Il y avait encore à Rome des croyants qui avaient survécu jusque-là à la terrible persécution déclenchée par Néron. Quelques-uns d'entre eux étaient connus de Timothée et le faisaient saluer: Eubulus, Pudens, Linus et Claudia. Nous ne savons pas qui ils étaient, mais nous pouvons bien penser qu'ils étaient en encouragement à l'apôtre.

Au-dessus de tout, une chose lui demeurait: la présence du Seigneur. Même si tous ceux dont le devoir aurait été de l'assister dans son jugement l'avaient abandonné — et cela il le ressentait très douloureusement — il pouvait dire cependant: «Mais le Seigneur s'est tenu près de moi et m'a fortifié» (verset 17). C'était le même Seigneur qui lui était déjà apparu à Corinthe, chez Prisca et Aquilas, et lui avait dit: «Ne crains point, mais parle et ne te tais point, parce que je suis avec toi» (Actes des Apôtres 18: 9, 10). Paul entrait alors comme un artisan dans cette ville présomptueuse, et il avait bien besoin d'être encouragé. Maintenant aussi, la prédication avait été «pleinement accomplie» par le fidèle serviteur et «toutes les nations» l'avaient entendue. C'est cela qui avait été en tout temps sa première préoccupation, aussi ce n'est qu'ensuite qu'il parle de ses propres circonstances: «et j'ai été délivré de la gueule du lion» (verset 17). Il n'y a rien d'étonnant qu'il adjure Timothée: «prêche la Parole» — fais valoir cette Parole avec insistance — «en temps et hors de temps» (versets 1, 2). Quel mandat pour nous aussi!

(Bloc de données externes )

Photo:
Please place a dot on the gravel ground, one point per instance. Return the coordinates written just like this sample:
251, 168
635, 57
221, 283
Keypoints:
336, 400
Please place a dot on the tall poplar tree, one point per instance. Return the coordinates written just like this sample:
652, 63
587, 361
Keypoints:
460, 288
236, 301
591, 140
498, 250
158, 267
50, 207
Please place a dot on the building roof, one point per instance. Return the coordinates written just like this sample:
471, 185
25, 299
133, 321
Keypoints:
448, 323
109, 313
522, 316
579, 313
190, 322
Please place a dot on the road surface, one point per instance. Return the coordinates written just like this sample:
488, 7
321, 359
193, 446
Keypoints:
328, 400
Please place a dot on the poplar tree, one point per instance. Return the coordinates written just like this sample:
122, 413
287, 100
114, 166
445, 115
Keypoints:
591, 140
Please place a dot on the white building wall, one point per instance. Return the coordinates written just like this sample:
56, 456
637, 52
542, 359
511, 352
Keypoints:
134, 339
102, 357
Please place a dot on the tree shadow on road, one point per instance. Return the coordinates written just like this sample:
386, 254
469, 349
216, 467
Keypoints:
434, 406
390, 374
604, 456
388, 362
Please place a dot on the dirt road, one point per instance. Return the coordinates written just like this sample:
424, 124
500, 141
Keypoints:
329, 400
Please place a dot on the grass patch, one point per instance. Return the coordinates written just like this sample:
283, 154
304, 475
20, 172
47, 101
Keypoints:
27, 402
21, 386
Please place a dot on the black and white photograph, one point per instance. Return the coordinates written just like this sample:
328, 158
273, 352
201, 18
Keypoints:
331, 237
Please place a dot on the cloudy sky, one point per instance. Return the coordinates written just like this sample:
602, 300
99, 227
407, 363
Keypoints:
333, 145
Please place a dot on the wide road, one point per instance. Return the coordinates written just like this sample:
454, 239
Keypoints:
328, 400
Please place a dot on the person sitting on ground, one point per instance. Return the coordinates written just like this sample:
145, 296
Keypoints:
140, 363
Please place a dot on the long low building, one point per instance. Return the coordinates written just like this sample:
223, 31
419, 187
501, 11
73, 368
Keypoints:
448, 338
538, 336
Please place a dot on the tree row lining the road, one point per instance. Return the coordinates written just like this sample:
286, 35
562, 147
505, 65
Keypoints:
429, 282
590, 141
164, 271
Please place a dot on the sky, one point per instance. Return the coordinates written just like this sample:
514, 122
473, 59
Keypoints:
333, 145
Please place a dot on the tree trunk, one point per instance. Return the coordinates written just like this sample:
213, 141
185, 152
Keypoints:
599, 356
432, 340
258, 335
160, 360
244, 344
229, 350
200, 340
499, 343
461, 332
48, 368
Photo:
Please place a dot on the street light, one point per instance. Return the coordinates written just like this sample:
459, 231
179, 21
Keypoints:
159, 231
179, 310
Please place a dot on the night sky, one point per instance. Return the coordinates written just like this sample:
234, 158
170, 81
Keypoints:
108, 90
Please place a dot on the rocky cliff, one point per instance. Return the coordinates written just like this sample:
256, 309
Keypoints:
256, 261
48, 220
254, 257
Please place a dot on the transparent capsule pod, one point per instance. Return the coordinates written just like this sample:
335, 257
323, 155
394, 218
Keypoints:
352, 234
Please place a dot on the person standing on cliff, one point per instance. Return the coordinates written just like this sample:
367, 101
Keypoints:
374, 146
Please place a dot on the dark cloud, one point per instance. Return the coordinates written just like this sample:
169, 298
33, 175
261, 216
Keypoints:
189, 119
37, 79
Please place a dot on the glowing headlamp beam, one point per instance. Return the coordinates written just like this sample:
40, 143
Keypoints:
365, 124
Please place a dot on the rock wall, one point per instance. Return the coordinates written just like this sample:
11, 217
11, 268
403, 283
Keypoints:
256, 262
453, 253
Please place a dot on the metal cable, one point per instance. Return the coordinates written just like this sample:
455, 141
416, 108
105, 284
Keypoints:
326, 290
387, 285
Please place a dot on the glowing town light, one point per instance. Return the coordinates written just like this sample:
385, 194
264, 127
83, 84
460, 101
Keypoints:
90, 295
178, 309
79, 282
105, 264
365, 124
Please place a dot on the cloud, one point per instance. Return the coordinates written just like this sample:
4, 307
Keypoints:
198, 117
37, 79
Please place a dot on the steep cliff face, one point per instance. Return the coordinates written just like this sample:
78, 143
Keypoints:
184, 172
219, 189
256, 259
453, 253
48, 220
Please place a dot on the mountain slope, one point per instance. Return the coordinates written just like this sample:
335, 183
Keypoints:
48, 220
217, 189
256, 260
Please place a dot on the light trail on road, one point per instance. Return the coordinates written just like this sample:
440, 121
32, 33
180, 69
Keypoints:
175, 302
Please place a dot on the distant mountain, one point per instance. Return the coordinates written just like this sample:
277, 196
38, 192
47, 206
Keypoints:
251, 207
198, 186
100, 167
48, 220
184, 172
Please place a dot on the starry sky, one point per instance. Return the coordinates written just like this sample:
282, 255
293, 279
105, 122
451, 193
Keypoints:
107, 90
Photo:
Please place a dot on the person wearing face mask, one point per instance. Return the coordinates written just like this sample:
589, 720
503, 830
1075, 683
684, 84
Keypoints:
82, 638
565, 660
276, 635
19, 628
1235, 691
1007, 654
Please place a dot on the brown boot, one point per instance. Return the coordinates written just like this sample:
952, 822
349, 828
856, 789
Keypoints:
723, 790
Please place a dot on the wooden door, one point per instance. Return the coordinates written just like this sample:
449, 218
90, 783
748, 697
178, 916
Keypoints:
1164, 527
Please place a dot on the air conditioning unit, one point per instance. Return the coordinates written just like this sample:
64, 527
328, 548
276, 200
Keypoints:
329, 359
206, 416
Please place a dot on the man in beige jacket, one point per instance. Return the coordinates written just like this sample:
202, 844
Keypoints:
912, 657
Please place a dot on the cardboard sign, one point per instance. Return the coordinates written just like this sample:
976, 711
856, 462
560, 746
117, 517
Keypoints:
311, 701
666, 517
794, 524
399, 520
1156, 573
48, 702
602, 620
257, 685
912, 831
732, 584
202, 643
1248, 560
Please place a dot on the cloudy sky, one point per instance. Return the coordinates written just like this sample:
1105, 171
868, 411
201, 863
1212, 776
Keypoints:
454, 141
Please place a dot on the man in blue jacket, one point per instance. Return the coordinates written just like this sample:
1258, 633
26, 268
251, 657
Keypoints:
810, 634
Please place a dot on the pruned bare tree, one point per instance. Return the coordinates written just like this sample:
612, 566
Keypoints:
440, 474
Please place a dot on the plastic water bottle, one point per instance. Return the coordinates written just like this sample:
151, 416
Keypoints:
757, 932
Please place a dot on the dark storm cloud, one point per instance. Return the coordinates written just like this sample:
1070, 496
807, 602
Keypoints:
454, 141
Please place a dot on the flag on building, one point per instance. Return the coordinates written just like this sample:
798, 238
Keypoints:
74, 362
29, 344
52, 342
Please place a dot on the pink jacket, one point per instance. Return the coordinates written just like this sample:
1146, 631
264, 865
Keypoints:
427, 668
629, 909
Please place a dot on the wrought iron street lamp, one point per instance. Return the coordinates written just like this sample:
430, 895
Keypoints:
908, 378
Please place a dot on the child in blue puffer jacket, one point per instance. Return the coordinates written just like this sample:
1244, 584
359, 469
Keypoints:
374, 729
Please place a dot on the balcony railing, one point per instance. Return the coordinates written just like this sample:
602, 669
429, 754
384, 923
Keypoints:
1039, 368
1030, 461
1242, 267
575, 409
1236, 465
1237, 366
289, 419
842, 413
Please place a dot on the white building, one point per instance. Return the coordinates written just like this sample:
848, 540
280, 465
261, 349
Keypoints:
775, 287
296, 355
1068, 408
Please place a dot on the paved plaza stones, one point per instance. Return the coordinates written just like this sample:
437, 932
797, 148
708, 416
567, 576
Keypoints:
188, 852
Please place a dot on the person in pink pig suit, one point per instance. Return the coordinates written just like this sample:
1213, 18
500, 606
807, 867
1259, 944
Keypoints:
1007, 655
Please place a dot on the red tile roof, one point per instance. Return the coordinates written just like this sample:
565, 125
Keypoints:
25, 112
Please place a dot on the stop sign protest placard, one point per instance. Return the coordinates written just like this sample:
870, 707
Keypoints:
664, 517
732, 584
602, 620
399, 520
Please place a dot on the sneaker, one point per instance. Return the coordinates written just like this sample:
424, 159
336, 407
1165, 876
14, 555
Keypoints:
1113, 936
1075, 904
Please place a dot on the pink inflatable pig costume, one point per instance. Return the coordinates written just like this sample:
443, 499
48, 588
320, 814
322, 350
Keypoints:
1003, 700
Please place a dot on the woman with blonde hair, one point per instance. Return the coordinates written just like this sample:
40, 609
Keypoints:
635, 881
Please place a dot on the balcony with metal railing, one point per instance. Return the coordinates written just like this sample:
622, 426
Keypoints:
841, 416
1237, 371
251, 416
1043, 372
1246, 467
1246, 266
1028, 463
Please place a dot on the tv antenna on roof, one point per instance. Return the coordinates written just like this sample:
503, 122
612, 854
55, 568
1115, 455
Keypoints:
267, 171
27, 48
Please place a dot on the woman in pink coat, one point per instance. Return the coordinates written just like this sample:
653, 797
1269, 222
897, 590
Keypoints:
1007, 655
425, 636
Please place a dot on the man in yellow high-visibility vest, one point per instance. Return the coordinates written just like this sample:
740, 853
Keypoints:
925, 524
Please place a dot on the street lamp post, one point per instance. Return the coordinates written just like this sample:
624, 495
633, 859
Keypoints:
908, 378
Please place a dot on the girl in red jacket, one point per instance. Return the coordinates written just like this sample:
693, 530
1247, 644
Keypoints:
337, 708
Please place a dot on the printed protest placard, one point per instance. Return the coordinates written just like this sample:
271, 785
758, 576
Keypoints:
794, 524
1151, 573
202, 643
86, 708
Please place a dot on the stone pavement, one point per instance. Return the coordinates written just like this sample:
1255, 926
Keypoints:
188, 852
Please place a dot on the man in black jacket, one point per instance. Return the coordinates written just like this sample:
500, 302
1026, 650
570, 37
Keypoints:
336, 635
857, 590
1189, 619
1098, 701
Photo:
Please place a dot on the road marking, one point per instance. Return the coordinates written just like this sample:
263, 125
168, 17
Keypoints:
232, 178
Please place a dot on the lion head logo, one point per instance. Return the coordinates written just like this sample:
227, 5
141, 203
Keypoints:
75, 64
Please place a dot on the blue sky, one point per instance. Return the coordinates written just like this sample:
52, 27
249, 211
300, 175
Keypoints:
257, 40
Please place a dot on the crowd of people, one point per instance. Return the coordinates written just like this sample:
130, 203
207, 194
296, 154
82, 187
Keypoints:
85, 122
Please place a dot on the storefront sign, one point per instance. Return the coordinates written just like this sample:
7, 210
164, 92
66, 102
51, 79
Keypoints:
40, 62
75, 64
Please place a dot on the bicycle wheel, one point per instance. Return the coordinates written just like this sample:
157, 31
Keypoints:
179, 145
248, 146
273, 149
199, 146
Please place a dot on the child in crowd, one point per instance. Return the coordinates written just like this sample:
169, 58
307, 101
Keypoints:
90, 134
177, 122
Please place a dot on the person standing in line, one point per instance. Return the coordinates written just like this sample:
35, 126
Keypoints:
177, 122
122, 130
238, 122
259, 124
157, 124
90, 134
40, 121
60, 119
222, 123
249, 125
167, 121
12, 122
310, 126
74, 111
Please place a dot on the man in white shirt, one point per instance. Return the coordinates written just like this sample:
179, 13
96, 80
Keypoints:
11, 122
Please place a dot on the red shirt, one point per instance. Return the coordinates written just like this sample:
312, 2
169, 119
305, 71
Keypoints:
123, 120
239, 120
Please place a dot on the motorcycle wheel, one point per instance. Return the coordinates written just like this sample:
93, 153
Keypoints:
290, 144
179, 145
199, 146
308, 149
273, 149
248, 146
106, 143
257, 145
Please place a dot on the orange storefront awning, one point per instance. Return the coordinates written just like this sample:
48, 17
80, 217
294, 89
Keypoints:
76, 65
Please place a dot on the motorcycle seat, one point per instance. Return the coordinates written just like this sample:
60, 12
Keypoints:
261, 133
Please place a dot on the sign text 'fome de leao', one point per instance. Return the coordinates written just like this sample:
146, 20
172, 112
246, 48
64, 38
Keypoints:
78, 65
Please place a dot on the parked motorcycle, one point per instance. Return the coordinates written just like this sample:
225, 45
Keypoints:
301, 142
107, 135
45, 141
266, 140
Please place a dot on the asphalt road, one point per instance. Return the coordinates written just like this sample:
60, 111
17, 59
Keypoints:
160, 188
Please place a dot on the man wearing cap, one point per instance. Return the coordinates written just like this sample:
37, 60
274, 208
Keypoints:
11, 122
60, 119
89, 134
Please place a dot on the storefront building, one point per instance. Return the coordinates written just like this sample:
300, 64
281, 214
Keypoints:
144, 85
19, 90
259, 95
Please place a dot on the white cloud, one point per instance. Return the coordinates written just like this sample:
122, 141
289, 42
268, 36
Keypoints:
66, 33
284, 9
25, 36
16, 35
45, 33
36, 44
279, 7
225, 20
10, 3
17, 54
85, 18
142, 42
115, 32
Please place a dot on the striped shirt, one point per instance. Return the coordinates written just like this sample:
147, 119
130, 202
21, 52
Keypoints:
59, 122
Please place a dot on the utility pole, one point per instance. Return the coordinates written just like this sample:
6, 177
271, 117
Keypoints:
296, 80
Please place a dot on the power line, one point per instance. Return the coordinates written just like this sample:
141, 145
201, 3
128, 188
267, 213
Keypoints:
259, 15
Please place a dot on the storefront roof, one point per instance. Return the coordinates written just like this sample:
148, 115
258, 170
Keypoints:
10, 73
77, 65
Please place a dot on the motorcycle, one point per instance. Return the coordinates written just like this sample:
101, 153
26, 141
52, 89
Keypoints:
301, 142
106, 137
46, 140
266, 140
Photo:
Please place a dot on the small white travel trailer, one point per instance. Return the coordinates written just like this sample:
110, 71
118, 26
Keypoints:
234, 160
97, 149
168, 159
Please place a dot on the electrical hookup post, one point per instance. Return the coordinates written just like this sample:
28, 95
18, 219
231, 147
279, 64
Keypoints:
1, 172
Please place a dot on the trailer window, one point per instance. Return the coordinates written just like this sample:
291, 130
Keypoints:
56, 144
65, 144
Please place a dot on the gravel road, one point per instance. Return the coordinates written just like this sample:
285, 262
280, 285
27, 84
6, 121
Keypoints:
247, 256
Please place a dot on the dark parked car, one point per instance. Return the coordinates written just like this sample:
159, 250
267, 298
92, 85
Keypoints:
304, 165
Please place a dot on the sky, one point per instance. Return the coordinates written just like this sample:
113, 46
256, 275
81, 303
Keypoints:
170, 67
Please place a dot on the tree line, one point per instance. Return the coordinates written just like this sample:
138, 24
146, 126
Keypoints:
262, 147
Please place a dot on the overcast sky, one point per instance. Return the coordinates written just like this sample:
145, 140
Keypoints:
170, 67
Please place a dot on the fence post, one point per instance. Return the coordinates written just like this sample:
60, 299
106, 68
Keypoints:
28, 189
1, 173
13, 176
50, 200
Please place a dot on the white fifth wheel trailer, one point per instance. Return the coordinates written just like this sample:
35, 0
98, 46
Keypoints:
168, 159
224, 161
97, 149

Et quant à ce qui était devant lui, l'apôtre pouvait dire avec certitude: «Le Seigneur me délivrera de toute mauvaise œuvre et me conservera pour son royaume céleste» (verset 18). De nouveau il élève le regard, par-dessus les dangers imminents, vers le jour de l'apparition de Christ. Il ne savait pas de quelle «mauvaise œuvre» les hommes l'affligeraient encore, mais il pouvait avoir confiance dans la délivrance du Seigneur. Il connaissait Dieu comme celui «qui ressuscite les morts» et par conséquent comme celui que rien ne peut empêcher de secourir ses enfants au travers de toutes les difficultés du chemin (cf. 2 Corinthiens 1: 9, 10).

Même si nous vivons dans des circonstances tout autres que celles de Paul, les déceptions et l'incertitude de l'avenir engendrent quelquefois en nous l'ardent désir d'avoir le cœur réchauffé et de trouver de l'affection. Alors, suivons l'exemple du grand apôtre et élevons notre regard, par-dessus les difficultés imminentes, vers «ce jour-là» — le jour dans lequel chaque «bon et fidèle esclave» recevra l'approbation de son Maître. Et, dans cette attente, venons-nous en aide mutuellement, chacun ayant à cœur de penser aux autres dans l'amour et la reconnaissance, pour la gloire du Seigneur.

«Ce sont les bontés de l'Éternel que nous ne sommes pas consumés, car ses compassions ne cessent pas; elles sont nouvelles chaque matin; grande est ta fidélité! L'Éternel est ma portion, dit mon âme; c'est pourquoi j'espérerai en lui» (Lamentions de Jérémie 3: 22-24).